Afirma a vigente Constituição do País, que, nessa amplitude, recepciona o artigo 260 do Código de Processo Penal, que nenhum acusado, ainda que ausente ou foragido, será processado ou julgado sem defensor. A própria presunção de inocência, que é da mesma forma cláusula pétrea constitucional, contém em seu núcleo fundante a ideia de que ninguém pode ser tolhido, como punição, da sua liberdade de ir e vir sem o devido processo legal.
Já pela expressão "devido processo legal" convém que entenda o leigo todo aquele que resguarda o cidadão contra o abuso de poder do Estado-Persecutor, não se exaurindo no direito penal.
Por sua vez, perfaz nesse mosaico uma terceira e por igual importantíssima garantia fundamental (alijada apenas da Constituição opressora de 1937) a da liberdade de expressão, vedada a censura prévia. Sobre o binômio em alusão, porém, é preciso sempre fazer uma ressalva: como não sobejam direitos absolutos, as garantias constitucionais abrigadas no artigo 5º da Carta de 1988 hão de ser sempre desempenhadas com comedimento e razoabilidade, ou tornar-se-ão fatalmente tóxicas.

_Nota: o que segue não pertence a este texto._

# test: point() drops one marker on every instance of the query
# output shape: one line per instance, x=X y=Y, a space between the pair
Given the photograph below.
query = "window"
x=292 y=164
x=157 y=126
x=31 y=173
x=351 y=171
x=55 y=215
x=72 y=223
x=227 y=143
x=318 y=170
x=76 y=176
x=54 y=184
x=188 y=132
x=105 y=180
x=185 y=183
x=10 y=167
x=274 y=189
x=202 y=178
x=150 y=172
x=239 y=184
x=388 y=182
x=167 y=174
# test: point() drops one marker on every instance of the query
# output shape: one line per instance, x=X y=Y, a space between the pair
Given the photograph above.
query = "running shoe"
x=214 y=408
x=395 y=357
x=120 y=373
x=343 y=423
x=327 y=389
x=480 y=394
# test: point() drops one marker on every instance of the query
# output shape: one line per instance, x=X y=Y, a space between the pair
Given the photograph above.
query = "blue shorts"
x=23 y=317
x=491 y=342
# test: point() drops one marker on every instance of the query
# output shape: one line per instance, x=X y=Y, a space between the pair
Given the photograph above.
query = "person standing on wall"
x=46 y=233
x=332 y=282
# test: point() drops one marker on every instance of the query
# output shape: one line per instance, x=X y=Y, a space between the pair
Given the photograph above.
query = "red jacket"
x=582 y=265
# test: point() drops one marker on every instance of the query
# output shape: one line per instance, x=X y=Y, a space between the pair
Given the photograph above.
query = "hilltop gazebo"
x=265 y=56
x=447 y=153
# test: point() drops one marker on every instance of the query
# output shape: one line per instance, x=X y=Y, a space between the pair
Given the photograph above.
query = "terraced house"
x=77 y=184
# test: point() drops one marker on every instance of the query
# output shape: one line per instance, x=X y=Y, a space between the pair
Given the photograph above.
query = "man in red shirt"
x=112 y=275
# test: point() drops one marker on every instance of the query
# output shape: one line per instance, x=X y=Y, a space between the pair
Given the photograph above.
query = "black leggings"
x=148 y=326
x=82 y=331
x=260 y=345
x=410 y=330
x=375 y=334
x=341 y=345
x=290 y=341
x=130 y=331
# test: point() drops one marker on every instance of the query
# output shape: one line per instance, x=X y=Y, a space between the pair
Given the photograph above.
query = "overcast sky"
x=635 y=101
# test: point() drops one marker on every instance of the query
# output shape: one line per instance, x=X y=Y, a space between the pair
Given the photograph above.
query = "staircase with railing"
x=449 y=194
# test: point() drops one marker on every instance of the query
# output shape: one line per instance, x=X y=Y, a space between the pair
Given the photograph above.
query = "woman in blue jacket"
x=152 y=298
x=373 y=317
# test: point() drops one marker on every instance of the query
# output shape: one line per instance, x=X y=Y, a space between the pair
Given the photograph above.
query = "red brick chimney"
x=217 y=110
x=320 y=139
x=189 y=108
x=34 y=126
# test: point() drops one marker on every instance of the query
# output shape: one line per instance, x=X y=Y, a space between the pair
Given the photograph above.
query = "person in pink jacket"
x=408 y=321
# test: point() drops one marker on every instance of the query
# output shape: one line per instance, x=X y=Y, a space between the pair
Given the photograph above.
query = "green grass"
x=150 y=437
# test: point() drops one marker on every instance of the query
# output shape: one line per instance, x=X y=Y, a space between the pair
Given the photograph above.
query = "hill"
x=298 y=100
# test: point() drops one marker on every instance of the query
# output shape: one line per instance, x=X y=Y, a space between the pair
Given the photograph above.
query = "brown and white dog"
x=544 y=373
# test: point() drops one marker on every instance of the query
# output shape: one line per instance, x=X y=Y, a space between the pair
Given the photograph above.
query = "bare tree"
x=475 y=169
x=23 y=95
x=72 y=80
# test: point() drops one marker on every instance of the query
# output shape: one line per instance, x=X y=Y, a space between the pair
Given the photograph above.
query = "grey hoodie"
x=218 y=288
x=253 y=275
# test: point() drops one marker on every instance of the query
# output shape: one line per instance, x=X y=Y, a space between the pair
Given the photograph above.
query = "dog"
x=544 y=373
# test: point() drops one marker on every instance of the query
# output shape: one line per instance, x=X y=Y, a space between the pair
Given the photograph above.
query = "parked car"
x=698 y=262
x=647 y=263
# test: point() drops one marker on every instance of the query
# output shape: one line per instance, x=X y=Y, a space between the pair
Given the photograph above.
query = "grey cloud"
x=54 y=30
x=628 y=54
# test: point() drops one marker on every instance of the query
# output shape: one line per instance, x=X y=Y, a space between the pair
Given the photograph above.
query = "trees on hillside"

Aliás, no direito comparado, a própria Convenção Americana de Direitos Humanos, no seu artigo 13.2, impõe freios e contrapesos à liberdade de expressão. A censura prévia, dentro dessa realidade, contrapõe-se à responsabilização civil e criminal do abusador do verbo falado ou escrito. Demais disso, depois de "viralizado", naturalmente que nenhum conteúdo pode ser previamente censurado, por motivos lógicos.
Pois bem então. Muito se fala no "Tribunal (de Exceção) das Redes Sociais" e na rapidez com que a mera acusação, por ali, se transforma em culpa formada, levando à não menos nociva "cultura do cancelamento" e ao linchamento moral, conceitos traiçoeiros por definição, já que podem futuramente investir contra quem deles lança mão na ânsia de opinar e não ficar para trás (inclusive para xingar, destilar preconceitos, ofender, insultar, ridicularizar etc), pouco lhe interessando dar o benefício da dúvida ou mesmo preservar a família do acusado e ele mesmo de um prejulgamento (seara em que pouco aprendeu o homo sapiens, infelizmente, não somente no Brasil, como no restante do mundo).
Se para celebridades e subcelebridades isso tende a produzir perda de seguidores e de parcerias de marketing, às vezes isolamento, depressão e outros males, para os anônimos é um fenômeno mais perverso, que não se pode minimizar. Basta citar o "cyberbullying", prática detestável que, segundo pesquisa norte-americana de 2022, foi identificado como a principal causa de suicídio entre adolescentes. Serão perdas aceitáveis a bem da liberdade de expressão?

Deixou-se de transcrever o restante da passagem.